Maite Alberdi is one of the most important Latin-American voices in the documentary field. In 2011 she debuted with The Lifeguard (El Salvavidas). With Tea Time (La Once) in 2014, she received more than 12 international awards and a nomination for Best Ibero-American Film at the 2016 Goya Awards. Her last film The Grown-ups (Los Niños) garnered 10 international awards including at DocsBarcelona. The present documentary The Mole Agent (El Agente Topo) was already born under the good auspice of the Best Pitch at IDFA in 2017 and has been released this year 2020 at the Sundance World Cinema Documentary Competition.

Playing with format
The Mole Agent is a fiction that plays with the documentary format, or a documentary stitched together with a fictional plot. It is a stylish combination of observational documentary and film noir, but it is also a tender excuse and a harrowing reflection. An excuse inviting the audience to share time with a group of octogenarians and nonagenarians and live through the harshness of oblivion and the incomprehensible invisibility that Chilean society often grants to family members who reach these ages. A reflection that is easily extrapolated to the overwhelming majority of the wealthy West.

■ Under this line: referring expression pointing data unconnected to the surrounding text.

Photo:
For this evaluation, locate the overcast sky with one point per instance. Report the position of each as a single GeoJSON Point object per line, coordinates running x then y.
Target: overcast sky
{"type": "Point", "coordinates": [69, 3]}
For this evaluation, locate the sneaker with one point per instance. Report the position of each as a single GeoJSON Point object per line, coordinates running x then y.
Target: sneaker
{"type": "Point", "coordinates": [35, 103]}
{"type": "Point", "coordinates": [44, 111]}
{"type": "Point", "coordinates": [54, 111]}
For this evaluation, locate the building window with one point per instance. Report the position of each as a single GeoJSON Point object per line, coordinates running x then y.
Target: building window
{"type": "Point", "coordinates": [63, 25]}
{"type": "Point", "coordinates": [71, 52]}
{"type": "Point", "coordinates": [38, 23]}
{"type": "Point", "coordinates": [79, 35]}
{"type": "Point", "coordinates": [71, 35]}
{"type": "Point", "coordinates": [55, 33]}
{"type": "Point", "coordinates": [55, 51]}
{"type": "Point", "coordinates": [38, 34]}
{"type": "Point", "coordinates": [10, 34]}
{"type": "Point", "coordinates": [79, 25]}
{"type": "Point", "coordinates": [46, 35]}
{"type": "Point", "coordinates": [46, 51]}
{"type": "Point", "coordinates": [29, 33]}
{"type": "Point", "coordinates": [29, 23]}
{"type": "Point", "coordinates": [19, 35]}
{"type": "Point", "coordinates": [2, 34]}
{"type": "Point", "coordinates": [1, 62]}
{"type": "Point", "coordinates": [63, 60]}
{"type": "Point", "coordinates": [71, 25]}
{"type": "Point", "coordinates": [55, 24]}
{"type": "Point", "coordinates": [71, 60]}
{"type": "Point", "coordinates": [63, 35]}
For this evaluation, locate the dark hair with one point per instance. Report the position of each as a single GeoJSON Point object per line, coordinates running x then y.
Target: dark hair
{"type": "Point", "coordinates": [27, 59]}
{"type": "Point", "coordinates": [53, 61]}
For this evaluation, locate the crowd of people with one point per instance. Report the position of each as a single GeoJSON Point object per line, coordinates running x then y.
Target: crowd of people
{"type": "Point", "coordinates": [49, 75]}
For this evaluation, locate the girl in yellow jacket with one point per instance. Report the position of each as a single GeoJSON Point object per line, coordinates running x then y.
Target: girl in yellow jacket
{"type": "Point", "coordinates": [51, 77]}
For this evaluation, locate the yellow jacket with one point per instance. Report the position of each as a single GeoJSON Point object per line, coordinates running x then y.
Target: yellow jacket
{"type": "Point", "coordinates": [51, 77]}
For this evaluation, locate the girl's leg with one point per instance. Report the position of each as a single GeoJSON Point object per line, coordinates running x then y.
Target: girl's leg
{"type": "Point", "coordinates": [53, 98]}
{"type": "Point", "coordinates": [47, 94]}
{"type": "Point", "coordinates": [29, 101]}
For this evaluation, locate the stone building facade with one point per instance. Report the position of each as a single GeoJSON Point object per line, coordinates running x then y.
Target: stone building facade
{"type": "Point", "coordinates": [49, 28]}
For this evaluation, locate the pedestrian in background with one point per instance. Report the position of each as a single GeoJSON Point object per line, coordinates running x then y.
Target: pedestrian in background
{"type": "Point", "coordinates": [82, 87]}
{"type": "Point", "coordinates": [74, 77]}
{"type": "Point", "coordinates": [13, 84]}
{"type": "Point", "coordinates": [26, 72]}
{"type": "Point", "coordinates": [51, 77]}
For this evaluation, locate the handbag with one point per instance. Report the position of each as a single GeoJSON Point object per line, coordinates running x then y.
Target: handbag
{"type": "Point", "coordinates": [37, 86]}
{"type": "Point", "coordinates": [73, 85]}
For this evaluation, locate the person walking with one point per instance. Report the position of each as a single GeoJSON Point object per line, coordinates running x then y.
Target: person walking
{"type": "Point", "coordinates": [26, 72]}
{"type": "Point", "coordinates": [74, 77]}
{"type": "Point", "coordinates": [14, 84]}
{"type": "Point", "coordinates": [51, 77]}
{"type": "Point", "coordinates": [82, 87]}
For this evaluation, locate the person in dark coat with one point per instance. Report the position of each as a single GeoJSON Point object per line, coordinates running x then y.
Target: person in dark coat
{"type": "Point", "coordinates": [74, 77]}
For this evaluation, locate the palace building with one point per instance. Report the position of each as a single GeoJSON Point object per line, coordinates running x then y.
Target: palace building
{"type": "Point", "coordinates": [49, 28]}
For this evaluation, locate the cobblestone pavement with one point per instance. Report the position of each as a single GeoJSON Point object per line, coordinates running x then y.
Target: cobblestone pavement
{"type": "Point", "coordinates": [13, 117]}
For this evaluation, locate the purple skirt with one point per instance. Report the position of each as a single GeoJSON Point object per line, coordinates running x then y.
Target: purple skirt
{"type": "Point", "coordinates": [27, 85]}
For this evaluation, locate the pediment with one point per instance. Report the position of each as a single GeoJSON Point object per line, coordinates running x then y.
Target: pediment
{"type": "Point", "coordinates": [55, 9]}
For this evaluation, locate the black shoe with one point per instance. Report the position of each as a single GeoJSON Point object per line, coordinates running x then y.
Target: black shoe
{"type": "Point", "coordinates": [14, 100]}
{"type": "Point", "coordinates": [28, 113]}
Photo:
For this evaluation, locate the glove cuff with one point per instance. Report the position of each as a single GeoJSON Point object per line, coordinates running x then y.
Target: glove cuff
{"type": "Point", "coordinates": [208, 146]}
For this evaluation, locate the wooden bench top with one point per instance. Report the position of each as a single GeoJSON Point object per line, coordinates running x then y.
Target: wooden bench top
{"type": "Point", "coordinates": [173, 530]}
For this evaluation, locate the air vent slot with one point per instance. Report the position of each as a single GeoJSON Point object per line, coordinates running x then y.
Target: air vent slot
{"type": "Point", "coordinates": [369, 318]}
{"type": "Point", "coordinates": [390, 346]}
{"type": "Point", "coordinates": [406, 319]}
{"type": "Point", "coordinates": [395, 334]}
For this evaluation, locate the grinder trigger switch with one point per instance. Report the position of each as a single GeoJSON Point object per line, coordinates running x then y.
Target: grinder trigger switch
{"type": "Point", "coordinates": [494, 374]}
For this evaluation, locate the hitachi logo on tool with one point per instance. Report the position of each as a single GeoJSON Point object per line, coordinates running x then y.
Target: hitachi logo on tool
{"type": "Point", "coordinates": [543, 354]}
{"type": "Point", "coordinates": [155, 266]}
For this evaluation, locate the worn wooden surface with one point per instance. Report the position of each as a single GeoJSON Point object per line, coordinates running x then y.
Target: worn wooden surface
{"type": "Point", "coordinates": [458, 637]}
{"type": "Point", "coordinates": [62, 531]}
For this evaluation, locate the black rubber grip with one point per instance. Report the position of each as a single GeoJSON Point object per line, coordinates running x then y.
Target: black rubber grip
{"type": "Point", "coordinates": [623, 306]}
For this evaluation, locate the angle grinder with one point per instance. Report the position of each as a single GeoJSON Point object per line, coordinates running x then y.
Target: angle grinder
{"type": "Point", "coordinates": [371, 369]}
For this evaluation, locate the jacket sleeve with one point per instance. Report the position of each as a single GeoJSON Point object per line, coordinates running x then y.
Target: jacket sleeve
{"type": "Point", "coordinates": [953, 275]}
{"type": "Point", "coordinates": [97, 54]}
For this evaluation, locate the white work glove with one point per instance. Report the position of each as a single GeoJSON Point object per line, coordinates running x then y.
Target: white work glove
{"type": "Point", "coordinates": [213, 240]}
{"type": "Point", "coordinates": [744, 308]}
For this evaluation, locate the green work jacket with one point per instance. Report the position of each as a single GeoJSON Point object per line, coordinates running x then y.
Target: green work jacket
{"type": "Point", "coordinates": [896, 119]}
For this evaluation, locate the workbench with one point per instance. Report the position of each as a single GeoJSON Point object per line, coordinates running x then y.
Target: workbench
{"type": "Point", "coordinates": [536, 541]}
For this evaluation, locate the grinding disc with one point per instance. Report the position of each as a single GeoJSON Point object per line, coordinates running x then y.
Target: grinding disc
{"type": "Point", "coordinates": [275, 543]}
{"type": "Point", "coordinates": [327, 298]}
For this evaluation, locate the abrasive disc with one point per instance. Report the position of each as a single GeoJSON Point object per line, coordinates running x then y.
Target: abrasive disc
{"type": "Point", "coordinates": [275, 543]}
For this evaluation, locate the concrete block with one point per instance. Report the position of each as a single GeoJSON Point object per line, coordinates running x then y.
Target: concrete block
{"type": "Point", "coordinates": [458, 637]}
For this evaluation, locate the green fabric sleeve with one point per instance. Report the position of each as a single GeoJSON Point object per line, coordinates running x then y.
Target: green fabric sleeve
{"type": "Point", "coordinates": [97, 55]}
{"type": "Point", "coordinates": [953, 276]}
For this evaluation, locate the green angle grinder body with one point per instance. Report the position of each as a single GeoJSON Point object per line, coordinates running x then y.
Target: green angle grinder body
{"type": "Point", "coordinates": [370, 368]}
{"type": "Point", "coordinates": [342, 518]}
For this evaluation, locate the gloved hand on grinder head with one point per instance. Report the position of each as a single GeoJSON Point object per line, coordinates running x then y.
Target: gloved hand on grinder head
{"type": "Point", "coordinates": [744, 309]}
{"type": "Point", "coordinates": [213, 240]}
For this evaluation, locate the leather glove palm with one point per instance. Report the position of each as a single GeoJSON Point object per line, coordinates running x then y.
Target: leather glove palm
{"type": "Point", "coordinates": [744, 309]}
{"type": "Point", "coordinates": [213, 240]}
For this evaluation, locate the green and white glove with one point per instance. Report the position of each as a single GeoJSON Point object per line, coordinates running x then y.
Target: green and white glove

Romulo Aitken has a man under hire to do investigative work in nursing homes. Unfortunately, the agent suffers a disabling injury, so the agency puts up an ad to find an elder man to act as an undercover agent in a nursing home, under the pretext of finding out if a client’s mother is properly cared for. This type of hiring is common by relatives who feel guilty for having institutionalised their elders. And it is this recruitment that Alberdi was waiting to launch into the investigation.

Thus, the agency of private detective Romulo Aitken hits first serve to the film, thanks to this bizarre coincidence, providing Maite Alberdi with the plot pillar to develop the film.

The casual need for hiring leads to a comical series of interviews attended by several older men who were surprised at being able to apply for a job at their age, at which point the film bites us for the first time and reveals the position of these contenders, who still feel useful and capable, but whom society no longer considers valid.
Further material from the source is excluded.